The pending merger of Compaq Computer Corp. and Hewlett-Packard Co. is expected to face intense scrutiny here and in Europe and involve an examination of the competitive effect on product lines ranging from desktops to high-end servers, legal experts said today.
"It's too big of a merger for them [the Justice Department] to simply give it an automatic pass," said Robert Litan, a former deputy assistant attorney general in the U.S. Department of Justice's antitrust division who is now at Brookings Institution in Washington. "They are going to have to take a deeper look at this."
The main issue in the U.S. and in Europe, said Litan and other legal experts, will be deciding how to slice and dice servers by market -- Intel-based vs. Unix-based servers or low-end vs. high-end servers -- and then determining whether the merger creates a dominance in any of these markets.
"The key test is a test of dominance -- whether or not a deal creates a dominant position," said Amelia Torres, a spokeswoman for the European Commission in Brussels. Because of the size of the merger, it faces automatic EC review under its guidelines.
But dominance isn't easily defined, because there is no percentage share that automatically triggers alarms.
"There is no threshold," said Torres. "It depends on the sectors; it depends on the competitive structure of the market."
In Western Europe, a combined HP/Compaq would give the new company 24 percent of the PC market as measured by units, followed by Fujitsu Siemens at 11 percent, according to IDC analysts in London. In the Intel-based server market, the merged firms would have 52 percent of the European market by revenue, with IBM the next largest, at 16 percent. In non-Intel servers, including mainframes, IBM has 30 percent, and HP/Compaq would have 29 percent.

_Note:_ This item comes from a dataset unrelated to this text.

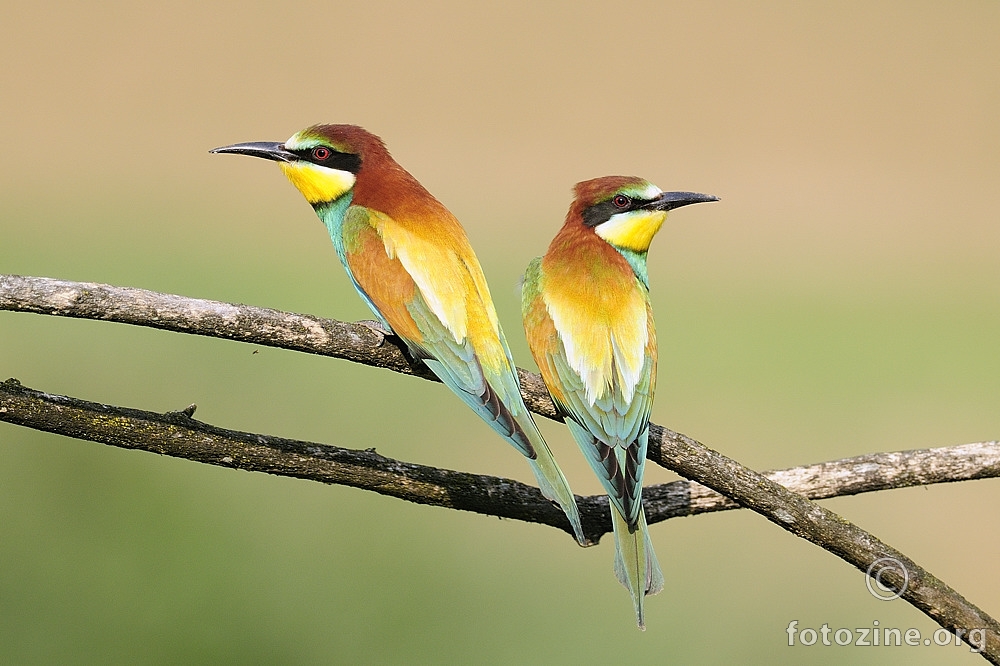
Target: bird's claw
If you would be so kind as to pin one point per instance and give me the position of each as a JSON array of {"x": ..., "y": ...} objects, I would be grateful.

One of two agencies will review the merger in the U.S.: the Justice Department or the Federal Trade Commission, and U.S. officials could raise issues with specific markets.
"Once a firm operates in multiple markets, the government can challenge a merger in one market or in any group of markets that it wants," said Herb Hovenkamp, an antitrust expert who works as a law professor at the University of Iowa in Iowa City. "And it frequently approves a merger, but only on the condition that the firms divest some part of their business."
Some end users in Europe, however, say a combined HP and Compaq will put competitive pressure on IBM.
"The European authorities have no power to refuse it," said Michel Eechout, executive director of technology at Delhaize Group in Brussels, an international food retail group that owns Food Lion in the U.S. He believes the merger will reduce cost "because the economies of scale will be bigger."
But Eechout said the merger could hurt service. "Service is not something you can improve by increasing the size," he said.
The merger "will make them a better competitor to IBM, which could have some impact on both products and price," said Francois Dumas, director of IT infrastructure and planning at market research firm ACNielsen Corp. in Amsterdam.